Trabalhando hoje no âmbito do SUS, eu tenho a oportunidade de cuidar de vários irmãos em situações socioeconômicas muito difíceis, e que, com o diagnóstico de doenças estigmatizantes como o HIV/Aids, viveram verdadeiras desgraças como rompimento familiar e abandono, estada em sistemas carcerários extremamente sofridos e envolvimento com criminalidade e drogas. Participar do tratamento desses irmãozinhos, acompanhando o restabelecimento de sua saúde física e contribuindo para todo o processo do autoperdão, reafirmação de valores ético-morais e reconstrução de laços familiares, foram as melhores vivências da minha vida profissional. Mesmo quando a vida da carne não era mais possível de ser reconstituída, eu tive oportunidades únicas de compartilhar com alguns pacientes o seu momento de desencarne, sua percepção sobre as limitações do mundo dos vivos, suas despedidas dos que ficaram deste lado, e até mesmo o seu desenlace com o contato com os familiares que já estavam à sua espera do outro lado da vida e vieram recebê-los dos meus braços.

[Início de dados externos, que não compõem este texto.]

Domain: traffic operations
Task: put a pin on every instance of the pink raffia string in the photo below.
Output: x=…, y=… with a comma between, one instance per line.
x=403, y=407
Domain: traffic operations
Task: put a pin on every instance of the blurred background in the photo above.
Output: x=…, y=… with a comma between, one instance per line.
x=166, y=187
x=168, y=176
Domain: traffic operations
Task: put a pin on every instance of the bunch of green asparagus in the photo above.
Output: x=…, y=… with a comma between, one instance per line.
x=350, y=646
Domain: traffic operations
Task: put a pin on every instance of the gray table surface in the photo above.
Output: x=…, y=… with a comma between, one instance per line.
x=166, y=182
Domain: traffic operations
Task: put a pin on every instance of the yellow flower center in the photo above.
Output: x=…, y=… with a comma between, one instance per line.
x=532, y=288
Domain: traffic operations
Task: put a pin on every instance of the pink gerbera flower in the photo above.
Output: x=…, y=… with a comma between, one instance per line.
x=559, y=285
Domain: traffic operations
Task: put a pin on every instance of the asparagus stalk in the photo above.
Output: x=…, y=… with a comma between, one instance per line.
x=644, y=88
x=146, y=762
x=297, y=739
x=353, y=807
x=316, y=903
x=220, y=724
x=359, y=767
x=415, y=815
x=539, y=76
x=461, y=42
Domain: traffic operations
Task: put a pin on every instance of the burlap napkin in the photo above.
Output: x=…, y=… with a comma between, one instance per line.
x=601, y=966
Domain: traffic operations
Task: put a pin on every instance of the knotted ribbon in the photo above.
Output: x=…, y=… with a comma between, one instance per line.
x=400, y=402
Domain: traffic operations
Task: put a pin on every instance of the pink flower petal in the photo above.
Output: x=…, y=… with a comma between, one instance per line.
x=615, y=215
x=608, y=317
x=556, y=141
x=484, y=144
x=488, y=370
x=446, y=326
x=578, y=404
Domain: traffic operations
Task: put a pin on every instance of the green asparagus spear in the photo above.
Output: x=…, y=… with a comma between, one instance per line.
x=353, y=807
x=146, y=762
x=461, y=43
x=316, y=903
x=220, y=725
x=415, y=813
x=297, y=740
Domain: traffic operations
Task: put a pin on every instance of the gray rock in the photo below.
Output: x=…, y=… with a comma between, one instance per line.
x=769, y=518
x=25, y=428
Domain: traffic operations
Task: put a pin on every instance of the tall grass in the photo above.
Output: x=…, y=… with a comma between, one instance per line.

Com a experiência já acumulada do conhecimento médico e espírita, o que diria para uma pessoa qualquer que queira proteger-se de infecções em geral?
Assim como nos orienta Kardec, é preciso acompanhar a ciência e o entendimento da medicina terrena em primeiro lugar. Todas as medidas profiláticas higieno-dietéticas, educação e cuidados com a sexualidade, bem como a abstenção de vícios, influenciam diretamente em todo processo saúde-doença, e o mesmo se dá com as doenças infecciosas. O não beber, não fumar, manter a higiene do corpo, praticar atividade física regularmente é válido em todas as especialidades médicas, e também na Infectologia. Há sempre benefícios quando tratamos do vaso físico, esse presente maravilhoso que nos possibilita a interação com o mundo, com respeito, cuidado e carinho. Não é apenas da virulência do agente infeccioso em si que depende o estabelecimento da doença infectocontagiosa; há de fato um acordo e um diálogo constante entre microorganismo e hospedeiro em todo processo. E hoje nós compreendemos que além dos cuidados que devemos demandar com o universo celular há também a necessidade de se administrar de forma madura o nosso mundo psíquico. Os nossos pensamentos e sentimentos também influenciam nas características do nosso “jardim” e comprometem para melhor ou para pior o nosso relacionamento com os agentes infecciosos.

Algo mais que gostaria de acrescentar?
Apenas agradecer a Deus pela oportunidade de aprender e trabalhar servindo com Jesus sempre.